The September job report showed job growth was stronger than expected over the past three months. See full story.
"As we get each report that defies the slow-growth scenario, I think we have to diminish the likelihood that credit-market turmoil is going to translate to some sort of consumer or business panic," said Mike Englund, chief economist at Action Economics in Boulder, Colo.
Against this backdrop, some Fed policymakers might well rue that they eased by fully half a point a little more than two weeks ago, Englund said.
"Those who want to see continued easing are going to find they are fighting an uphill battle with some who probably regret that they made the stronger move," Englund said.
Donald Kohn, the Fed's vice chairman, said earlier Friday that the half-point cut may be sufficient tonic to keep the U.S. economy on the right track. See full story.

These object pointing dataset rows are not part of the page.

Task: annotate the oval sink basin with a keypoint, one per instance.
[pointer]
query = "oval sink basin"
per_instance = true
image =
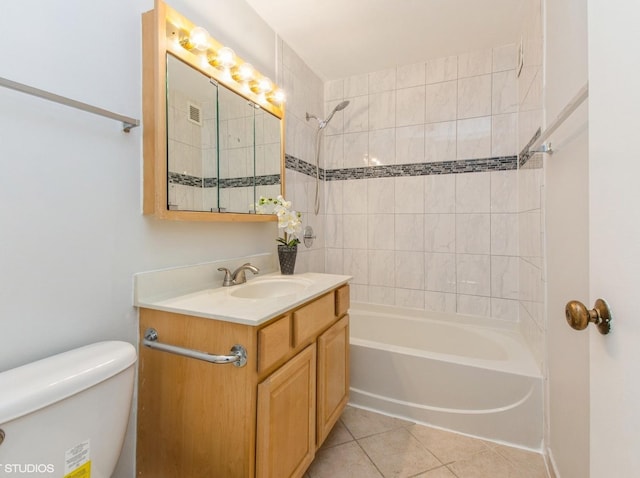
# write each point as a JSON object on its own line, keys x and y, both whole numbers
{"x": 269, "y": 288}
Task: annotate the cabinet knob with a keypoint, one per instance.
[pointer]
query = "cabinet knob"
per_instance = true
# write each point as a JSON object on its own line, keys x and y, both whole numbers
{"x": 579, "y": 317}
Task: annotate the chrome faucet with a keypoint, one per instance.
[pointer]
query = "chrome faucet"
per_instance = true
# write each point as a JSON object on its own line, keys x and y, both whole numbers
{"x": 238, "y": 276}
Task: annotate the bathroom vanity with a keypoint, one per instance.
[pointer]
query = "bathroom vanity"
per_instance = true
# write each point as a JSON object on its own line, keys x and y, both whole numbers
{"x": 264, "y": 419}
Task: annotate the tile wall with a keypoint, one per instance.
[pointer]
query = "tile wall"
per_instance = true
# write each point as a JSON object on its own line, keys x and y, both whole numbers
{"x": 531, "y": 187}
{"x": 304, "y": 94}
{"x": 410, "y": 233}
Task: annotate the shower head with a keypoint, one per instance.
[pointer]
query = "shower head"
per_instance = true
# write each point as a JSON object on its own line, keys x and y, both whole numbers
{"x": 339, "y": 107}
{"x": 323, "y": 123}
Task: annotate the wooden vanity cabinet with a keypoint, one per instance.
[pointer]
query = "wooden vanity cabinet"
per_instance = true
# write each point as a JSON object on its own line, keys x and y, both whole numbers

"Pending further evidence, a 50-basis-point easing was not an unreasonable first approximation of what might be required to keep the economy on a sustainable growth path," Kohn said in a speech to the Greater Philadelphia Chamber of Commerce.
With inflation low, the Fed could reverse the rate cut if it turned out to be larger than needed, Kohn said.
Reading the tea leaves
"Weaker numbers will not lead me to revise my outlook or my view of the appropriate funds rate target, unless they are much weaker than already anticipated and accumulate sufficiently to generate another downward revision in my outlook," Plosser said. See full story.
And on Thursday, Richard Fisher, president of the Dallas Fed, sounded a warning about inflation, saying that the recent spike in food prices might linger. See full story.
CIBC economist Shenfield said that the Fed might be uncomfortable with the next few consumer price inflation reports. The recent spike in oil prices, with the benchmark crude futures contract above $80 a barrel, will push up the headline number, he said.
Mike Moran, chief economist at Daiwa Securities America, said Kohn's message to the markets boiled down to: Don't expect too much from the Fed.
Moran characterized the Fed's half-point cut as insurance against a sharp economic downturn.
"But I agree that the message from Kohn was that they have not entered an aggressive easing cycle," he said.